Yani Anayasa Mahkemesi Anayasa ihlali yaparsa...
Böyle bir durumda ne yapılır?
Türkiye bir süredir AYM'nin Anayasa tarafından belirlenen sınırları aşmasını, bu yetki aşımı ile TBMM tarafından gerçekleştirilmiş olan Anayasa değişikliklerini iptal etmesini, yani bir tür "yetki gaspı" ile TBMM'nin görev yapmasını engellemesini tartışıyor.
Bu tartışma 367 ile başladı sonra 10 ve 42'nci madde değişikliklerinin iptali ile devam etti.
Şimdi de Meclis'ten çıkan Anayasa değişikliği konusundaki referandum kararını engellemek gibi bir tavırla yetki aşımı yaptığı ifade ediliyor.

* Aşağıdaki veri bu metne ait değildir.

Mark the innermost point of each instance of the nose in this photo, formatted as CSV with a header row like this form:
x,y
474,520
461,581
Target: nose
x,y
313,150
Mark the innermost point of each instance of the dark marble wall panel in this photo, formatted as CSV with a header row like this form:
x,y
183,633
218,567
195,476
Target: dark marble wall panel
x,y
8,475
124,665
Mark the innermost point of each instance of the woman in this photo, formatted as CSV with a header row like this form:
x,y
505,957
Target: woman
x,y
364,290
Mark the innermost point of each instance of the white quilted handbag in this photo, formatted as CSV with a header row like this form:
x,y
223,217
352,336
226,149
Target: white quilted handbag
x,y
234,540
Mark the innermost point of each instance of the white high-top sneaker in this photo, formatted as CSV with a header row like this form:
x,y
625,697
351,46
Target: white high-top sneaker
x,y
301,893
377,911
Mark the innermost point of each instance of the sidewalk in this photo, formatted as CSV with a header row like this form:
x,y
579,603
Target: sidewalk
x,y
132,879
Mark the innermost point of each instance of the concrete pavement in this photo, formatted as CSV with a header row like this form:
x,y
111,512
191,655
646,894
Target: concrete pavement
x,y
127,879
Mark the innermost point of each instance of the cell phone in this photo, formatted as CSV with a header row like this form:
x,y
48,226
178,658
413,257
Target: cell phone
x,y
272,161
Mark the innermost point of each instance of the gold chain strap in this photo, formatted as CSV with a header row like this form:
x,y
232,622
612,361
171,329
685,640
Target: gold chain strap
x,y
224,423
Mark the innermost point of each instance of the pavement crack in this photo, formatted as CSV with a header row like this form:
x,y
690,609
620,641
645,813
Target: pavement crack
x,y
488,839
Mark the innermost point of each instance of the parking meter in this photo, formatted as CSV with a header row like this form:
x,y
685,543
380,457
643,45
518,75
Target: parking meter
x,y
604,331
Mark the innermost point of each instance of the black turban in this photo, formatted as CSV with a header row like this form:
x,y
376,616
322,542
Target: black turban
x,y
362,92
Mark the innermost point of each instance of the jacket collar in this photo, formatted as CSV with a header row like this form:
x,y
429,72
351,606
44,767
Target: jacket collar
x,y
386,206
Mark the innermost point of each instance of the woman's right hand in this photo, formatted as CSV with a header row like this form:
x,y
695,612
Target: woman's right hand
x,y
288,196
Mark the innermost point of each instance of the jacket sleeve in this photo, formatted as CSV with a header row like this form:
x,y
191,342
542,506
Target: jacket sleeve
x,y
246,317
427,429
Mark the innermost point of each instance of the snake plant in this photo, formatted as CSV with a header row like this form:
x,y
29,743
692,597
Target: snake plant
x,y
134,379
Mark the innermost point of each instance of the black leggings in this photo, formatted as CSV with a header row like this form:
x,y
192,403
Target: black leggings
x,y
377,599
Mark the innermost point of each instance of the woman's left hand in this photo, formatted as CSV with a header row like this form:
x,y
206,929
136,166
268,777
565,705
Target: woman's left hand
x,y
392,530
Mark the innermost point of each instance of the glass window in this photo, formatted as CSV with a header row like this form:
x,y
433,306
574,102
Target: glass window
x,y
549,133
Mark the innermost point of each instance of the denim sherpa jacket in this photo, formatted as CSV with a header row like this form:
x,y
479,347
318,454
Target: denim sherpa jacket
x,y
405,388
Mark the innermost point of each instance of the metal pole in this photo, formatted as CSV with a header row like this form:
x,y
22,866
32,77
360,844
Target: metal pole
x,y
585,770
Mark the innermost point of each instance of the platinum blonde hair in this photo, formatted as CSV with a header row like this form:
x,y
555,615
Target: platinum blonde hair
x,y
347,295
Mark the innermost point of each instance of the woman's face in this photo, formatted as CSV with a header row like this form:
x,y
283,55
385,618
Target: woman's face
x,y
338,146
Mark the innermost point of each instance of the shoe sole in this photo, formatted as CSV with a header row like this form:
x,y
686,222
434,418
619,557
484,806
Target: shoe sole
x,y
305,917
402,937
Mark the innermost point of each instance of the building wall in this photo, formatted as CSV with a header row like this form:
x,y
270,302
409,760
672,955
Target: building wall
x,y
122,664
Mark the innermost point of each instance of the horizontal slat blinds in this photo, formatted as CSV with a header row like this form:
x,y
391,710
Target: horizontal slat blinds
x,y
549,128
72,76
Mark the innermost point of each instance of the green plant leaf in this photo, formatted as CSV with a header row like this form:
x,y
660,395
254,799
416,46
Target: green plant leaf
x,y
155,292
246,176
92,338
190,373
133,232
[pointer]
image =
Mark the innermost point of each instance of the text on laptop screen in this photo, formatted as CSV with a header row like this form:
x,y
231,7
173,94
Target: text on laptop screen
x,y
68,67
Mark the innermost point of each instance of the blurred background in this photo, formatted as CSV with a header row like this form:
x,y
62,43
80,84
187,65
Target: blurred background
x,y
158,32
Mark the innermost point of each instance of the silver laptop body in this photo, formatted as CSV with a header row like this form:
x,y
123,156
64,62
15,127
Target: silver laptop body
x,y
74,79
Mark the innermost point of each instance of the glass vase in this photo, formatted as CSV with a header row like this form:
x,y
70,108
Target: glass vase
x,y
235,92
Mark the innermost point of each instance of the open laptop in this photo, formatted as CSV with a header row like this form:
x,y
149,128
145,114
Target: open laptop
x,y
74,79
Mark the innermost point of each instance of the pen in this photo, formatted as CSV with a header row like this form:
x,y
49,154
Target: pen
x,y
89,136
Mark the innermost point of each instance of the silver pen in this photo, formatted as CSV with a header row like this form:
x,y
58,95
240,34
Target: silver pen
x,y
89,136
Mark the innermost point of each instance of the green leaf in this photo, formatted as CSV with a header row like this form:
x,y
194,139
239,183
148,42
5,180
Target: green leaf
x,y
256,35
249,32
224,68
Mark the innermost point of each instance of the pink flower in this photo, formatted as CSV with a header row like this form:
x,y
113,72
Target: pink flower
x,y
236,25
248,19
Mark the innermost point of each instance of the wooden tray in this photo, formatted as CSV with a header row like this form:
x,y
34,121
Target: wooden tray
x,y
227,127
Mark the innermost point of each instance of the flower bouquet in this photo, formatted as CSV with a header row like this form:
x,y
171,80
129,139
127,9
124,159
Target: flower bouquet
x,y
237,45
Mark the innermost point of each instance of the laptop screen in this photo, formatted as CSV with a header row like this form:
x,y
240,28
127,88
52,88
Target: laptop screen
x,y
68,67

Bunun yanında, 10 ve 42'nci madde değişikliklerinde ürettiği içtihadı kullanarak, teklif edilemezlik yaklaşımı ile, son Anayasa değişikliğinin bazı maddelerini iptal edebileceği, böylece Anayasa'nın değiştirilemez maddelerinden yola çıkarak Meclis'in tüm Anayasa değiştirme hakkına ipotek koyabileceği ihtimali gündemde.
İş bu noktaya varırsa ne yapmalı?
Bugüne kadar bir şey yapılmadı.
Herkes "yargı kararı" diyerek ortaya çıkan sonuca uydu.
TBMM de, özellikle 10 ve 42'nci madde değişikliği -ki bu değişiklik 411 oy ile gerçekleşmişti- AYM'nin kararı karşısında ses çıkarmadı ve Anayasa Mahkemesi'ndeki çoğunluğun dediği oldu.
Yani bu ülkede son sözü 11 kişi söyler hale geldi.
Yani bu ülkede, 11 kişinin iradesi hatta onun da çoğunluğunun iradesi, TBMM'nin iradesini bile gölgelemiş oldu.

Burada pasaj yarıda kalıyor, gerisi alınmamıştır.